This one was probably inviting too many qualitative answers for easy adjudication, but here goes. First, the factual aspects:
1. Name of first sitting MP defecting to Reform Ans: Danny Kruger
2. Date of Starmer's first Cabinet reshuffle, as defined. One bonus point for each correctly-named departure or clear-cut demotion. Two bonus points for any complete change precisely identified (named outgoer and named replacement)
Ans: there hasn't been one according to the definition, which excluded shuffles forced by resignation. There was one of that type on 5 Sept (Angela Rayner). It's arguable, surely, that the lack of a reshuffle is yet another signifier of Starmer's political weakness.
3. Anything you care to predict about the German Fed elections Ans: the vanilla results may be found here.
4. Composition of German government coalition by year-end Ans: CDU/CSU and SPD
5. Dollar / rouble exchange rate on Christmas Eve Ans: 78 - 79 range
6. FTSE100 on Christmas Eve Ans: 9,890
Results:
1. Nobody got this one. (Wonder if any Tory MPs guessed?)
2. Nobody technically on the money here either. Several of us mentioned Miliband and it is rumoured he was indeed for the chop, but dug in furiously - and here he still is. Mr Cowshed saw Rayner as perilously positioned, but not the cause of her exit. He also saw Lammy as highly vulnerable - an excellent call. SubOptimal got the timing right.
3 & 4. Mr Cowshed correctly had AfD second, and Caesar H had the first three in the correct ranking. CH and Sobers both called the coalition correctly.

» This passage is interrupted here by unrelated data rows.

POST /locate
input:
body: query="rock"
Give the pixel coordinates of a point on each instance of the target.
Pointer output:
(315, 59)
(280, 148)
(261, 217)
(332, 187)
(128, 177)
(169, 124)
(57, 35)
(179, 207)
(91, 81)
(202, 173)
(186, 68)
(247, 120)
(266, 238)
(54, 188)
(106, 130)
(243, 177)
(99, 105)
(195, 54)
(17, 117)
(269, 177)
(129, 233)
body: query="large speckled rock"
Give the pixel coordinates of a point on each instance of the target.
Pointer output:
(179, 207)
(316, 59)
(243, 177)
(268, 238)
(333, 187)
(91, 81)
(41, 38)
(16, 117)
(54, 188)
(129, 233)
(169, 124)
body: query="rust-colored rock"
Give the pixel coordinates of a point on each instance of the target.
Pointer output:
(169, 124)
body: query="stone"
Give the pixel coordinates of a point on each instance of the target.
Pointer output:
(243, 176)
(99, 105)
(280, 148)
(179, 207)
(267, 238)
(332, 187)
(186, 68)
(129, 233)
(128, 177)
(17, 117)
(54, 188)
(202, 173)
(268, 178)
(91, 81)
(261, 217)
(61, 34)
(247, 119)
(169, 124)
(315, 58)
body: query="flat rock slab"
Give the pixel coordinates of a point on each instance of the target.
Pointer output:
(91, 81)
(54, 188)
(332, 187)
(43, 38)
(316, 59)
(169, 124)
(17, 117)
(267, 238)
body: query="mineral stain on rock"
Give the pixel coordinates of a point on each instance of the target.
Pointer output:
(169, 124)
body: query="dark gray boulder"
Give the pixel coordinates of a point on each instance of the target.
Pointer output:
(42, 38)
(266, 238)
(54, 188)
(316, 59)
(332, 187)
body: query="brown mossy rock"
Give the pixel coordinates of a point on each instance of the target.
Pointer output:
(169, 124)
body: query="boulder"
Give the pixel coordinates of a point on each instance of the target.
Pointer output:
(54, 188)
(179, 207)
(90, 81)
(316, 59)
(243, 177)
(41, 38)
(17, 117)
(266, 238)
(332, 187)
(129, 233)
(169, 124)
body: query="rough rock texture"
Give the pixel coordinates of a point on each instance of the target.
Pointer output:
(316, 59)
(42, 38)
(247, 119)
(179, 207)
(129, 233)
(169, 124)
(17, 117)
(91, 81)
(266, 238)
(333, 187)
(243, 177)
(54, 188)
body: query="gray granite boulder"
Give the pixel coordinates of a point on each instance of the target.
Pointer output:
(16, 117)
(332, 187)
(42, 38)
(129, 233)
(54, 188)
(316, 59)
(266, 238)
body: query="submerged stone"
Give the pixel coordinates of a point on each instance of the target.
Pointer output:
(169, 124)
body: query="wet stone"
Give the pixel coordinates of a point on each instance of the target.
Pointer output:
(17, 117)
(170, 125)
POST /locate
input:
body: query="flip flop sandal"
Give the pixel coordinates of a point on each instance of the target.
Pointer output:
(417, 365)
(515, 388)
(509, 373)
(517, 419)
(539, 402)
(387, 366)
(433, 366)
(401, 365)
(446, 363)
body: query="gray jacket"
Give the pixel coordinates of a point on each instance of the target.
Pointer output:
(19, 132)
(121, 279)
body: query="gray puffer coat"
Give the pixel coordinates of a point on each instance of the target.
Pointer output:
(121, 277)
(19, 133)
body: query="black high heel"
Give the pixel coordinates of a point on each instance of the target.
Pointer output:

5. Sobers a comfortable winner here with 87 (though on incorrect reasoning, viz a Trump-enforced peace deal): everyone else had it higher & most had it >100. The exact state of the Russian economy is a highly vexed issue, of course, with good data hard to obtain (FX, at least, is transparent). Nabiullina is under colossal pressure from Putin to reduce the interest rate to 10%, which she has resisted thus far: it's at 16%, having blipped above 20%. If she succumbs, and/or quits or is fired, let's revisit that FX rate again ...
6. Nobody saw the FTSE rising! Nul points.
From the above, there's a 3-way tie: with two ranking mentions each, it's Anomalous Cowshed, Caesar Hēméra and Sobers ! Well done all.
* * * * *
There was also a bonus wildcard essay question : at headline level, what will be the state of play in Ukraine at year-end? We'll return to that one in a few days: but next up - the 2026 compo ...
HYN!
ND
I'm not sure anyone had state of play Ukraine right last year either, although whoever said 'precarious negotiations and ceasefire" might have been closest.
ReplyDeleteTrouble is the propaganda war makes it difficult to peer through the fog. If you believe the Guardian/BBC and Daily Mail (always be suspicious when they agree about something) the Russian economy is on the brink of collapse, Ukraine recaptured Kupyansk, Russian casualties are three times Ukrainian ones, the oil embargo is killing their budgets etc etc.
As Private Fraser would say, "maybe aye, maybe no".
I’m amazed that the Starmer Chagos “deal” seems to have quietly slipped down through the cracks in the media. Given the billions paid to someone for something that is because of an international law that only Starmer, Hermer and Starmer’s old mate Phillipe Sands have heard of, and against the wishes of the inhabitants of the island, and with no tears from Rachel from Complaints about the effect on her infamous hole, I expected more curiosity from someone. I wonder if 2026 will see an end to the amnesia?